We’ve been in Mississippi for several days. Yes, it’s hot and yes, it’s humid, but not that much hotter and more humid than the Midwest. It doesn’t cool off as much at night as it does farther north, so I suppose the heat is a bit more oppressive down here.

There are two striking things that I have noticed. The first (which has nothing to do with heat and humidity) is the length of days (or lack thereof, as the case may be). Port Gibson is 10.5 degrees farther south than Sioux City. It’s a big enough difference to notice. The sun seems to go down early and come up late. Summer days aren’t as long as they are in Sioux City, and when it starts to get dark, it takes me by surprise.

But back to the weather: The second difference is the remarkable stillness of the air. I worked on my computer for much of yesterday morning in front of the picture window. Only a couple of times the air moved enough to stir the leaves. For the most part everything was deathly still. Yesterday morning wasn’t an anomaly; it’s the way it’s been most of the time since we’ve been here.

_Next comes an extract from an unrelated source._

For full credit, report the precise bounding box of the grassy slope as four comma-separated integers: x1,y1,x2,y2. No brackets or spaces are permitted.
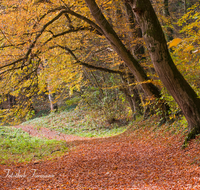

Where we live, out on the Missouri River plain, the wind moves constantly. It’s not that it’s constantly windy, but the air still moves and the leaves rustle. Even a couple hours of absolute stillness is a rarity.

Here in Port Gibson, my experience of the first week is not so much the heat nor the humidity, it’s the stagnant air that becomes nearly oppressive in its weight and stillness.